過剰に与えなければ、特に問題はありません。茹でてあり、味付けはしていないもので、数粒であれば問題ありません。何粒を越えると有害とされる域に達するのかは個体差がありますので、ハッキリしたことはいえませんが、ごく少量であればあるほど、安全と言えます。

過剰に与えすぎた場合、消化不良を起こし、便秘や下痢等の消化器症状が現れることがありますので注意しましょう。

何故過剰に摂取すると有害なのか。

猫は元々肉食の動物であり、植物である野菜等を消化するのが苦手な体の構造になっています。

とうもろこしは植物であり、ひとつひとつの細胞にセルロースを主成分とする細胞壁というものが存在します。猫はこのセルロースを分解し体の栄養にする能力がないため、とうもろこしなどの植物を消化吸収することが出来ません。

このことから、過剰にとうもろこしを与えると消化不良を起こし、下痢や便秘、嘔吐を引き起こす可能性があるといわれているのです。

 

キャットフードのとうもろこしは?

当然キャットフードのとうもろこしにもセルロースが含まれます。よくよく原材料表記を見てみると、とうもろこしのいくつかあとに、セルロース、と書いてあるキャットフードもあるのです。猫に負担をかける材料が入っているなんて!と驚かれるかもしれませんが、この場合のセルロースは栄養成分として添加されているわけではないのです。

先程もお話したように、セルロースは分解されるとグルコースと呼ばれる血糖値に関わる物質に変わるのですが、猫は分解できないためセルロースのまま栄養になれずに体内に残ります。セルロースは食物繊維であり、水を含むと量が増します。
キャットフードに入っている理由はこれなのです。

カサ増しをすることによって、便の排泄のリズムを良くし、腸内に長期間便が滞ることを阻止します。また、低カロリーのフードを作ることもできます。

とうもろこしに加えてセルロースも入っているキャットフードの多くは、体重管理用や、便秘改善用などです。適切な量を与えれば、健康に役立つ成分だということです。

適切な量を与えることが大切

とうもろこしやセルロース、他の植物が原材料表記に書かれていても、粗悪なキャットフードなのではと疑う必要はありません。

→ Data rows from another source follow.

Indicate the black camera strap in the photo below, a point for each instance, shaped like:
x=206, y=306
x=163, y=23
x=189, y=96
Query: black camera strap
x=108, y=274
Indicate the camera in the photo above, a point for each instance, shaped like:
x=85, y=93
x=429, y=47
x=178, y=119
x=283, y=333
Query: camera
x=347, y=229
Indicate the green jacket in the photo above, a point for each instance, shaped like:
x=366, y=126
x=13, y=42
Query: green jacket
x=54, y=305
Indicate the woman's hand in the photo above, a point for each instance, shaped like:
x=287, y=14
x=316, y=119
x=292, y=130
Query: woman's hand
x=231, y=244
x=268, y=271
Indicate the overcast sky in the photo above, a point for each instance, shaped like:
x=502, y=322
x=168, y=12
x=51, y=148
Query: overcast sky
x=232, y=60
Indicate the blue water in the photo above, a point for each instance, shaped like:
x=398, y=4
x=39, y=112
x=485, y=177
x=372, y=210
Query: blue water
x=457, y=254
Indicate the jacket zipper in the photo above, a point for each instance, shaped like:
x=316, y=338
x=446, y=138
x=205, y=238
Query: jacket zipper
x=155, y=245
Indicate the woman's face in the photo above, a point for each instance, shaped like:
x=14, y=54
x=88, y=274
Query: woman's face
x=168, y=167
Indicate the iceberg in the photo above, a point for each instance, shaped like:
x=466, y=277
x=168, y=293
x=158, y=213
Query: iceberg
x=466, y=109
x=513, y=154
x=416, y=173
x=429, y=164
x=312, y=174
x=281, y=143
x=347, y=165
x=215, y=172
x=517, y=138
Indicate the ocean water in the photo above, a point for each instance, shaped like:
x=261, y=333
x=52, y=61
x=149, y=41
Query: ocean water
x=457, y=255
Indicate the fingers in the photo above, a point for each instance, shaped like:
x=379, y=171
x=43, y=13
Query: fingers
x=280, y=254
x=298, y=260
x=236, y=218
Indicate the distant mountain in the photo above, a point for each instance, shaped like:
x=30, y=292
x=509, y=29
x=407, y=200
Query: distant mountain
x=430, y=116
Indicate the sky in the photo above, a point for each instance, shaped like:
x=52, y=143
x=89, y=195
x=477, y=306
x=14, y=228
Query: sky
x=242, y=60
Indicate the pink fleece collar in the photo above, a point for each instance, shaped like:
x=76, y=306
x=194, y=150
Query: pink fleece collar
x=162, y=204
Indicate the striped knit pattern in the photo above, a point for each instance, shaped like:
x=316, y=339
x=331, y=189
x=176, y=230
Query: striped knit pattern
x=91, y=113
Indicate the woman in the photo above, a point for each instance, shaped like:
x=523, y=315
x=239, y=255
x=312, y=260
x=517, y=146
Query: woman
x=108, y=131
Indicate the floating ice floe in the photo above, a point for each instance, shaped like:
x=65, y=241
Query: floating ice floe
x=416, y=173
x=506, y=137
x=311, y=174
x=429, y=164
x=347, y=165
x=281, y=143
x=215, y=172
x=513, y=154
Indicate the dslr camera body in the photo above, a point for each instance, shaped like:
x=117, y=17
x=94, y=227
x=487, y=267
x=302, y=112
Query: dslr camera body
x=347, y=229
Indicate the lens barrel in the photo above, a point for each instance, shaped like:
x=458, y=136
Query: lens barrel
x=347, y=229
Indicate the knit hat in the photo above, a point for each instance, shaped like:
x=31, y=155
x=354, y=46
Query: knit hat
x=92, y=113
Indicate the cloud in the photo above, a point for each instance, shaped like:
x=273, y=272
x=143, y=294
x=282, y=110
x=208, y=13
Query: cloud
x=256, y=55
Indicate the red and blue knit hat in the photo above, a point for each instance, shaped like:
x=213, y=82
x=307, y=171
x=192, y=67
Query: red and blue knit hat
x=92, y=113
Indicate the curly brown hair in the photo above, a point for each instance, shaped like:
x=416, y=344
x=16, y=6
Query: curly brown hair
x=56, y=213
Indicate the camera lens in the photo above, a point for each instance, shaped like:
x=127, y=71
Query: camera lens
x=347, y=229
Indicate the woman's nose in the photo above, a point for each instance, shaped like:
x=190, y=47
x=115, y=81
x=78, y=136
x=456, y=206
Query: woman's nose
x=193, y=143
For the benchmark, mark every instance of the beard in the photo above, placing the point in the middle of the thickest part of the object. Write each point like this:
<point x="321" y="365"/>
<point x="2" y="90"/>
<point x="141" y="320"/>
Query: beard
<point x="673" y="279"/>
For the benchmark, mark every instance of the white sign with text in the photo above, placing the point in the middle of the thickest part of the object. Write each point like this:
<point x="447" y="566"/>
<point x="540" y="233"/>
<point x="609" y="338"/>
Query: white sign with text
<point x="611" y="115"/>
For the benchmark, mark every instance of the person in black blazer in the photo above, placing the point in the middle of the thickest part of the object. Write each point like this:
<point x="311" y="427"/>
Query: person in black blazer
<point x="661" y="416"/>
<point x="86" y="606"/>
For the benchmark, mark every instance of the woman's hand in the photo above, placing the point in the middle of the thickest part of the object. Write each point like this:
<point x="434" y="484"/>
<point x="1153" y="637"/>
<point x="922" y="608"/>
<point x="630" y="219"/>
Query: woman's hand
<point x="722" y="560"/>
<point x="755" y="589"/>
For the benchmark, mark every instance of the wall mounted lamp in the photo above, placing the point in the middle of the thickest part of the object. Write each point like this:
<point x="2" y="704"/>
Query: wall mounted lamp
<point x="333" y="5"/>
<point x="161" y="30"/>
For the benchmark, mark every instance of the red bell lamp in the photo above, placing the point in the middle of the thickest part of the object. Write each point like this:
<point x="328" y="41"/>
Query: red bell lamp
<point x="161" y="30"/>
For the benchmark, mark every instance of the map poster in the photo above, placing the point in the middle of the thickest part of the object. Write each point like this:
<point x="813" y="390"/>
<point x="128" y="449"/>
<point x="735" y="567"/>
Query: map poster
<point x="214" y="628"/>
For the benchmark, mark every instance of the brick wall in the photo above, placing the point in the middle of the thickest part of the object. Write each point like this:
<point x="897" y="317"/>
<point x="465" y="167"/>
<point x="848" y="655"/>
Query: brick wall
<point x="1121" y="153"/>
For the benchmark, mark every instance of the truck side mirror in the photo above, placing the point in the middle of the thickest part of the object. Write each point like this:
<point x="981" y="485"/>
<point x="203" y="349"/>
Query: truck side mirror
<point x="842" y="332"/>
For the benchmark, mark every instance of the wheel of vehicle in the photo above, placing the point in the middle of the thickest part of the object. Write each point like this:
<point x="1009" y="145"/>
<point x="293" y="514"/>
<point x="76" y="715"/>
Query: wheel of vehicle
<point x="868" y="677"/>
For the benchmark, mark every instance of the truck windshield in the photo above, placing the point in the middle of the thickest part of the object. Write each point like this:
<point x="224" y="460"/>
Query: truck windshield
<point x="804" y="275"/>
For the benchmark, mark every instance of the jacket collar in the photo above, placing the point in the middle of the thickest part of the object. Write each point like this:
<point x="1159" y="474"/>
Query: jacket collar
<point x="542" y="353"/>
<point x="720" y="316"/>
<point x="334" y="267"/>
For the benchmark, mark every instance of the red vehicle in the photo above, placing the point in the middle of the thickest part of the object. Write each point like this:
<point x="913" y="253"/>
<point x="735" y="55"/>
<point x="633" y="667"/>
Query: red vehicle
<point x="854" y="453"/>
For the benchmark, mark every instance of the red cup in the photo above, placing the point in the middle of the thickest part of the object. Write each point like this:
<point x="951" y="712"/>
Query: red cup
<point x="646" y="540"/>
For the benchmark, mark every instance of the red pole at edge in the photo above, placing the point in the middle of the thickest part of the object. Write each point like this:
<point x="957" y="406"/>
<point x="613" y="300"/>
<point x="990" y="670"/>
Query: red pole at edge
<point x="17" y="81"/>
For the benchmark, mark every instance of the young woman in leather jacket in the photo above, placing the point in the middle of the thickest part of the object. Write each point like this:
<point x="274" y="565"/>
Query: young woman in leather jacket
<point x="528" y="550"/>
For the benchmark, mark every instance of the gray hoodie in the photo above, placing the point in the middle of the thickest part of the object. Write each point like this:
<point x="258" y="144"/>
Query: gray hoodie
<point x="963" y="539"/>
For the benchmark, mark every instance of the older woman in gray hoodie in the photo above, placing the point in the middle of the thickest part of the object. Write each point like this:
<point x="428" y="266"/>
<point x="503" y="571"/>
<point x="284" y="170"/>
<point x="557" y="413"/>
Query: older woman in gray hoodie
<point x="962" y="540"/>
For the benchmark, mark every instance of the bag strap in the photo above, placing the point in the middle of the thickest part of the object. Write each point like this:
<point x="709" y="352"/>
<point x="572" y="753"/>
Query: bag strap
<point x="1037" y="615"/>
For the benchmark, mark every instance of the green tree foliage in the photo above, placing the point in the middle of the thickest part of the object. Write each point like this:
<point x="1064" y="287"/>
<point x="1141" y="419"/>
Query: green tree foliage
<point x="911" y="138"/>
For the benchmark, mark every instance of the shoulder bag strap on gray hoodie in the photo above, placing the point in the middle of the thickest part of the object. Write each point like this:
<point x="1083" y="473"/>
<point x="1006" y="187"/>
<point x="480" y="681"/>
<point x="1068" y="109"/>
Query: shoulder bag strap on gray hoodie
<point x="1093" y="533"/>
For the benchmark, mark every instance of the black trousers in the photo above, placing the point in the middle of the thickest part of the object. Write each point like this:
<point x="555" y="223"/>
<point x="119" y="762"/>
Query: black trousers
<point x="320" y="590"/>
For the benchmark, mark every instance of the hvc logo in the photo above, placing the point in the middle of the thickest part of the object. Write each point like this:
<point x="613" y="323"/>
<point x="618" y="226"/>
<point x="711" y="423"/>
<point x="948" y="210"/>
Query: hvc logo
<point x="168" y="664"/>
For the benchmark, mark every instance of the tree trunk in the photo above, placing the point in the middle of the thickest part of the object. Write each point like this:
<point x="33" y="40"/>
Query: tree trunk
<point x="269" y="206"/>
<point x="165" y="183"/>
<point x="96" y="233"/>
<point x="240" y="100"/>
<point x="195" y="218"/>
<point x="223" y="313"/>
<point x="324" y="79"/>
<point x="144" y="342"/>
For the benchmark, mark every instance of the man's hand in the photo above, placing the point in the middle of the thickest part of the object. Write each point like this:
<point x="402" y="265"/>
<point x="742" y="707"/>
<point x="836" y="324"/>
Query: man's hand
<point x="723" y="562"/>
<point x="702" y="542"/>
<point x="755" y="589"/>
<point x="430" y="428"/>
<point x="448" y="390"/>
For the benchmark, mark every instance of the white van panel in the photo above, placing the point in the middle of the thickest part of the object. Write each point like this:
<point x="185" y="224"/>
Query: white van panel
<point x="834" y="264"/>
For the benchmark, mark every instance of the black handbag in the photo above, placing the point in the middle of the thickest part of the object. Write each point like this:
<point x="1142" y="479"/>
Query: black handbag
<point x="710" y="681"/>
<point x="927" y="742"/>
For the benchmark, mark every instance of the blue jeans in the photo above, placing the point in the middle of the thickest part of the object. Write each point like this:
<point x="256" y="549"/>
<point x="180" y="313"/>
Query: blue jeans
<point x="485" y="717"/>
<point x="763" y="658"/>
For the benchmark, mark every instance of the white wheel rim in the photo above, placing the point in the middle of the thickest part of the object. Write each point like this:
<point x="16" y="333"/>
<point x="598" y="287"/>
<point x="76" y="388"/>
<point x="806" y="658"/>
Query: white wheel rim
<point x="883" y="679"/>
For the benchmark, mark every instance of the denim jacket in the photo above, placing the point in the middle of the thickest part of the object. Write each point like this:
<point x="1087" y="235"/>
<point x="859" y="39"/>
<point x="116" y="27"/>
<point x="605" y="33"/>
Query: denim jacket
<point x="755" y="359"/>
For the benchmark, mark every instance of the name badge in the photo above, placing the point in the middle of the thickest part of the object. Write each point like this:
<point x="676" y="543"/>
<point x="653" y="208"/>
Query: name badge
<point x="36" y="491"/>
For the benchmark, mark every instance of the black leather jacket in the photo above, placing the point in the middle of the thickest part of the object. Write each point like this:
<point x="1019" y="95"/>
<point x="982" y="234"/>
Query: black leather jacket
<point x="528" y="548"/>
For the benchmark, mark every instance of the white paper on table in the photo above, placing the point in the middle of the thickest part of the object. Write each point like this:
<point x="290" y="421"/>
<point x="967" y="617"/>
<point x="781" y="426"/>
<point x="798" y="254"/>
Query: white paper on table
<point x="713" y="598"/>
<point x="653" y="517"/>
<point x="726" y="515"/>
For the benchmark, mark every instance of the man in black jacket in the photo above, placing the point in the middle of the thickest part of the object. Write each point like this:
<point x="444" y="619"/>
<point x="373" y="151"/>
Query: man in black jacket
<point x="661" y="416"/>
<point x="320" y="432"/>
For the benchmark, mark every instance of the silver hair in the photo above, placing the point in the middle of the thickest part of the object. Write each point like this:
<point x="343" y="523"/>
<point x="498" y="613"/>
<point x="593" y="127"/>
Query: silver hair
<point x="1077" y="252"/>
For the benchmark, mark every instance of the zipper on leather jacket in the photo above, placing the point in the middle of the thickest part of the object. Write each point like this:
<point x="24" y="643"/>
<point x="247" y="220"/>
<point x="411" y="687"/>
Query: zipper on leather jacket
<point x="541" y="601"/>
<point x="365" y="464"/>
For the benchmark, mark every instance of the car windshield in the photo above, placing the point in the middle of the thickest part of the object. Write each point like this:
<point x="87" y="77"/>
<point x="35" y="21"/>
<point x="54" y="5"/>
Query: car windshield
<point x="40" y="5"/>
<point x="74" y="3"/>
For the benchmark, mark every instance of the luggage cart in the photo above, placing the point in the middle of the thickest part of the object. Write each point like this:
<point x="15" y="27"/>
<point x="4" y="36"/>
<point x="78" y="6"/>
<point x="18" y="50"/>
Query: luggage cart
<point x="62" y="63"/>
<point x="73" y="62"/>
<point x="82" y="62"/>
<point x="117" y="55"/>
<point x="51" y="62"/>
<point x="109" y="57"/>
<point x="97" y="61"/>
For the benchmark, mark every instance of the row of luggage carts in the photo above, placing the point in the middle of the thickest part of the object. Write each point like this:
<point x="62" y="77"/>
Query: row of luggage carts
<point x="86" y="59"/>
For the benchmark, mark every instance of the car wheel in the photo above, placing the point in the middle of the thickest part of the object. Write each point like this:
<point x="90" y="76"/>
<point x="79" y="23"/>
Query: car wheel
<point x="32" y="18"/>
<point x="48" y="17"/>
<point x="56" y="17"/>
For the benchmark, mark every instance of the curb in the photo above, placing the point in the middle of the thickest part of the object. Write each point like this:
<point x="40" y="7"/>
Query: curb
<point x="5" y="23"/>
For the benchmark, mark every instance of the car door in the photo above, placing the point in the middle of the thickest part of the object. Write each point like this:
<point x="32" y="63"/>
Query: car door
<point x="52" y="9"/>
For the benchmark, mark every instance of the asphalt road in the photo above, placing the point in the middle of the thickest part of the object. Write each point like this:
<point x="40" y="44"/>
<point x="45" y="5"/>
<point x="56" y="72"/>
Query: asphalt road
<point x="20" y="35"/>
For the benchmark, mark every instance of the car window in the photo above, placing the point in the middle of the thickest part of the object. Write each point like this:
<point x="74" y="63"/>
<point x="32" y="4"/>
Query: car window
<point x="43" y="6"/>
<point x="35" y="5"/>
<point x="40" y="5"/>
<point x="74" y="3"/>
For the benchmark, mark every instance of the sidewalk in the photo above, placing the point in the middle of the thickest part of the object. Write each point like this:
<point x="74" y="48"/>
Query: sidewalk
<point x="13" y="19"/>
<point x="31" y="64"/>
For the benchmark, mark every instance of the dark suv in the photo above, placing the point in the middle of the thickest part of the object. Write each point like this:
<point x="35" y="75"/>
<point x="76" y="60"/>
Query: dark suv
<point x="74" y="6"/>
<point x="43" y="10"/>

これらを除いたキャットフードを探そうとすると、かなりのメーカーや種類が除外されることになりますので、フードの購入がかなり困難になります。過剰に心配しなくても大丈夫です。動物病院で販売されているフードにもこれらが含まれているものもありますので、気になるようであれば獣医師や看護師に相談してみましょう。

また、とうもろこし自体を与えても問題はありませんが、ごく少量を与えるようにしましょう。
もちろん、味付けはしないでくださいね。

少しでも負担を減らすために

まれにとうもろこしが好きな猫がいますが、もしおやつや手作り食に混ぜて与えるのであれば、粒のままよりもすり潰したり、ペースト状にして与えるのが良いかもしれません。

粒のまま与えると、便に粒がそのまま混ざって出てくるなんてこともよくあることですから、少しでも猫のお腹の負担を少なくするために、一手間加えて食べさせてあげましょう。